Questions about the exercise sheets

Questions about the exercise sheets

by Daniel Weller -
Number of replies: 10

Hello all,

while working on the exercise sheets, two questions came up that maybe someone can help me with.

In Exercise02 Probabilistic Information Retrieval Task3:

It is not clear to me how the line Σwt is calculated, e.g. the value -0.405.

 

In Exercise03 Semantic Retrieval - Latent Semantic Analysis Task4:

How do I calculate the cos(q, d1) = 0.6325

 

Thanks a lot for your input. :)


In reply to Daniel Weller

Re: Questions about the exercise sheets

by Deleted user -
Hello Daniel,

Exercise02 Probabilistic Information Retrieval Task3:
-0,405 = ln(0,5*(4/3))
The 0,5 is from P(Dt|q,r). The (4/3) is from (N/Nt). -> N = 4 documents. Nt = 3 documents with term. Doc 3 doesn´t include the term, so Nt = 0 and you can´t calculate.
In reply to Deleted user

Re: Questions about the exercise sheets

by Daniel Weller -
Hi Alexander,

ok, I had used "log" instead of "ln", now it is reproducible. Thank you!
In reply to Deleted user

Re: Questions about the exercise sheets

by Philipp Treutlein -
Hello Alexander,

why is the "ln" used here instead of the "log"? Is there any reason for that? Can't find anything in the slides about using the "ln" in the Binary Independence Model.

Thanks in advance!
In reply to Philipp Treutlein

Re: Questions about the exercise sheets

by Deleted user -
Hello Philipp,
I don't know, it's just the formula.
Write in the exam in any case, which log/ln you use, then it can be taken into account.
The base of the logarithm changes the scaling, but not the relative relationship.
In reply to Deleted user

Re: Questions about the exercise sheets

by Philipp Treutlein -
Hi Alexander,

thanks for the answer!
I was just wondering if there is a reason for that since it deviated from the slides. But okay, then i'll follow your advice and denote what i used in the exam.
In reply to Philipp Treutlein

Re: Questions about the exercise sheets

by Benedikt Ebing -

Hi Philipp,

as Alexander stated correctly, the choice of the logarithm just changes the scaling, so it doesn´t really matter which one is used. In this particular case, I assume that the solution was calculate with numpy, where "numpy.log" results in the natural logarithm.

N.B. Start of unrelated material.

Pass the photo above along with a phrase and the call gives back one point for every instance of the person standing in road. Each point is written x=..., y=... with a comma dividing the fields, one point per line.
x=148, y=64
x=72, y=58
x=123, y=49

Concerning the exam, either stick to the base given in the task or use the base from the lecture slides. When in doubt, just leave us a note which base you used.

Best,
Benedikt

In reply to Deleted user

Re: Questions about the exercise sheets

by Nicolas Wild -
Hey, alexander, consequently i don't get why for "shears" the (N/Nt) is taken the other way arround? shouldn't it be 4/2 either?
In reply to Nicolas Wild

Re: Questions about the exercise sheets

by Deleted user -
Hi Nicolas,
in the table we write down (Nt/N) so it´s 2/4 but for the weight we use N/Nt.
-> wt = ln(0,5 * 4/2).
In reply to Daniel Weller

Re: Questions about the exercise sheets

by Deleted user -
Hello Daniel,

How do I calculate the cos(q, d1) = 0.6325:

cos(q,d1) = (q * d1) / (||q|| * ||d1||)

q * d1 = 0,9441 * 0,1059 + -0,4355 * 0,0557 + 0,7959 * 0,2485 + -0,5344 * 0,0443
||q|| = sqrt(0,9441²+-0,4355²+0,7959²+-0,5344²)
||d1|| = sqrt(0,1059²+0,0557²+0,2485²+0,0443²)

I hope this is clear.
In reply to Deleted user

Re: Questions about the exercise sheets

by Daniel Weller -
Hi Alexander, Thanks for your solution and the detailed explanation, I have now found my mistake!